Des fiches de données spécifiques au site que le service cantonal du rayonnement aurait dû refuser ont été mises à l’enquête. L’absence de données contrôlables sur les diagrammes d’antennes ôte toute fiabilité aux calculs. Une telle fiche n'a aucune raison d'être. Distraits, débordés, complices, les services cantonaux?
La station typique
Lecture : 3 min 30 | 1120 mots
Avant d’exploiter un émetteur de téléphonie mobile, le détenteur est tenu à une obligation de notifier (ouvre un nouvel onglet) qui passe par une «fiche de données spécifiques au site» (la fiche) qui doit être validée par l’autorité compétente en matière d’autorisation. Chaque canton dispose de son propre service des rayonnements non ionisants, chargé entre autres de surveiller la conformité des installations émettrices de rayonnements sur son territoire.
La fiche fournit toutes les données techniques pour l’émission des rayonnements calculées lorsque l’émetteur est exploité dans le «mode d’exploitation déterminant», c’est-à-dire à sa puissance maximale, et détaille par calcul l’intensité électrique du rayonnement dans les lieux proches des antennes où séjournent des personnes. Entre autres, la fiche doit mentionner «les trois “lieux à utilisation sensible” [LUS] où ce rayonnement est le plus fort» (art. 11 al. 2 ORNI). Quelques fois, comme il existe des incertitudes sur les lieux les plus exposés, la fiche fournit les calculs pour davantage de lieux.
Après vérification, l’autorité cantonale spécialisée envoie la fiche à la commune, qui la met à l’enquête. Juridiquement, la fiche constitue une preuve que l’émetteur sera conforme à l’ordonnance sur le rayonnement non ionisant. La fiche sert à démontrer, par calcul, que les valeurs inscrites dans l’ordonnance sur la protection contre le rayonnement non ionisant (ORNI) sont respectées.
LUS | lieu à utilisation sensible
  • les locaux situés à l’intérieur d’un bâtiment dans lesquels des personnes séjournent régulièrement durant une période prolongée;
  • les places de jeux publiques ou privées, définies dans un plan d’aménagement;
  • les parties de terrains non bâtis sur lesquelles des activités au sens ci-dessus sont permises.
[ORNI, art. 3, ch. 3]
Une station de base de téléphonie mobile n’émet pas de manière uniforme dans toutes les directions, sans quoi son rayonnement serait très puissant sur les maisons proches et faible dès qu’on s’éloignerait un peu.
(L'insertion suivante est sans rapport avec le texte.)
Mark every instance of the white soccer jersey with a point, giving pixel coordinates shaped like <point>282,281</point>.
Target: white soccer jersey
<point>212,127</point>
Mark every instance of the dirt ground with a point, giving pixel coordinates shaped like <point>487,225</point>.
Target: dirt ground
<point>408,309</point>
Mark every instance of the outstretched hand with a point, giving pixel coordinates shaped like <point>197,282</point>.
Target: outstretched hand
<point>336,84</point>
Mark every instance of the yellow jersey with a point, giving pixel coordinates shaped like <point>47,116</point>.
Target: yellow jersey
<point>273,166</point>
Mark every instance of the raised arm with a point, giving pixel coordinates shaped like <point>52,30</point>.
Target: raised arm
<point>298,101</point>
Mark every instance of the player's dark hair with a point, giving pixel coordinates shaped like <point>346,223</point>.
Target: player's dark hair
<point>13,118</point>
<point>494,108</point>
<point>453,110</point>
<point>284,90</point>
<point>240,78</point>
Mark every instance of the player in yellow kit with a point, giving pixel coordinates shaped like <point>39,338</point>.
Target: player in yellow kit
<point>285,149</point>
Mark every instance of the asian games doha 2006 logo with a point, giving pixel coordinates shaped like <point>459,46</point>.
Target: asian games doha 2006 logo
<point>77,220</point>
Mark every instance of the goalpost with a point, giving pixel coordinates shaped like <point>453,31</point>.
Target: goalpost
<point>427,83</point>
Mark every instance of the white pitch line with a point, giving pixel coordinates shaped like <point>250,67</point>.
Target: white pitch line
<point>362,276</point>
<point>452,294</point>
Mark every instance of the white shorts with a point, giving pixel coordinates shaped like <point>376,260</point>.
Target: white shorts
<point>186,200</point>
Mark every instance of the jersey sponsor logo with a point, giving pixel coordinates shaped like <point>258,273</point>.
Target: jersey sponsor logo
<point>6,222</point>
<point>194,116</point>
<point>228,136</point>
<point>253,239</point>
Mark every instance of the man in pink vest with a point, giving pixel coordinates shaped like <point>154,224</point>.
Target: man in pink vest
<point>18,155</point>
La plupart des stations comporte trois panneaux d’antennes, chacun étant orienté avec un décalage d’azimut (angle horizontal) de 120° à peu près, les trois couvrant en général 360°, avec une adaptation à l’environnement urbanisé.
Horizontalement, le rayonnement est concentré sur un angle approximatif de 60°, soit 30° sur la gauche et 30° sur la droite de la «direction principale de propagation»; il faiblit au-delà, mais ceci est fonction de l'antenne. Chaque antenne a ses diagrammes propres.
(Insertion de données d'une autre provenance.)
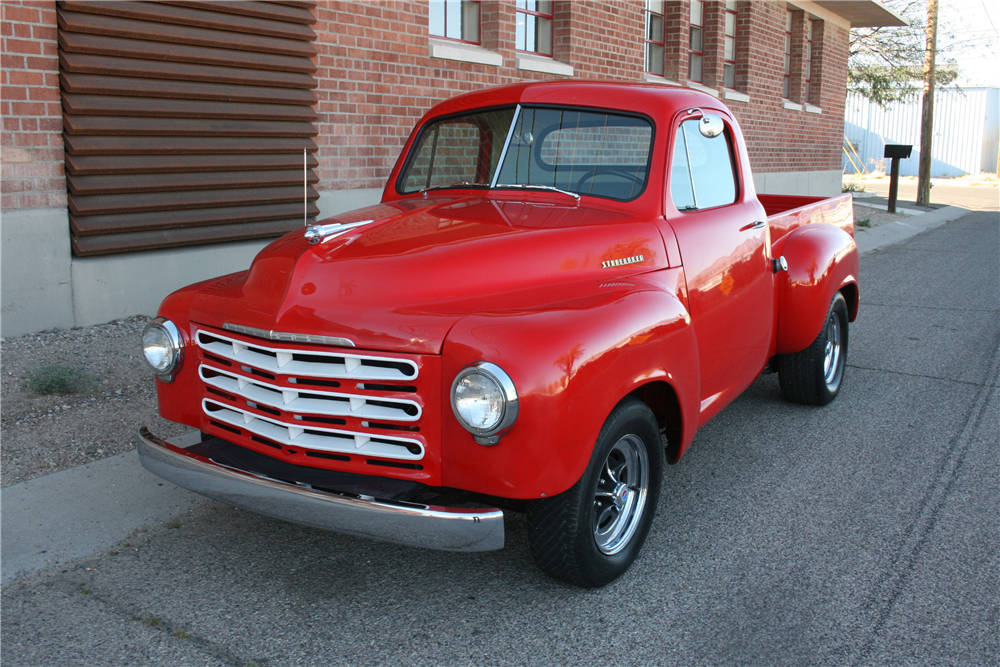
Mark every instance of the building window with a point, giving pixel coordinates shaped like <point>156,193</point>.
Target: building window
<point>696,52</point>
<point>455,19</point>
<point>807,56</point>
<point>787,85</point>
<point>729,54</point>
<point>654,36</point>
<point>534,26</point>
Le lobe principal est concentré verticalement sur un angle approximatif de 20°, avec des lobes secondaires en direction du ciel et du sol.
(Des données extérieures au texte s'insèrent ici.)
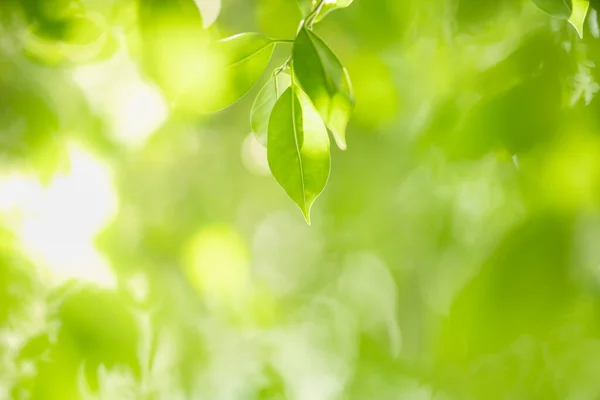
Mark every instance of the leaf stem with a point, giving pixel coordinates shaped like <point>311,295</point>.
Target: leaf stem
<point>310,19</point>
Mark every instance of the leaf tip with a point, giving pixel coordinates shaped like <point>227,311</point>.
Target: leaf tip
<point>306,213</point>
L’onde radio est ainsi directive, un peu comme le rayonnement lumineux d’un phare automobile à longue portée qui procure une forte puissance lumineuse loin devant et peu sur les côtés.
Cette directivité permet de faire passer le lobe principal par-dessus, ou entre les bâtiments du paysage urbain en périphérie de l’antenne.
Les diagrammes chiffrent l'atténuation de l’onde autour de la direction principale de propagation et des lobes secondaires. Sans eux, il est impossible de calculer le rayonnement autour d’une antenne.
Les diagrammes sont fournis pour chaque groupe d'antennes qui émettent sur quelques fréquences distinctes, en fonction des besoins pour la couverture radio du site.
La téléphonie mobile suisse exploite 8 fréquences exploitées pour trois à quatre générations de téléphonie mobile par site, 2G, 3G, 4G, 5G ou 3G, 4G, 5G.
De la nécessité de connaître le diagramme d’antenne
Vous comprenez mieux à présent que les diagrammes de chaque antenne sont des éléments clés de la fiche de données spécifiques au site. Alors qu’à peu près tout peut être trouvé sur internet, il est souvent difficile de trouver les diagrammes des antennes de téléphonie mobile d’après les indications inscrites dans la fiche.
Nous sommes contraints de faire confiance (ou pas) à ces diagrammes incertains, fournis par l’opérateur. Les ingénieurs indépendants sont assez unanimes à dire qu’il manque un moyen sûr de vérifier l’exactitude des diagrammes.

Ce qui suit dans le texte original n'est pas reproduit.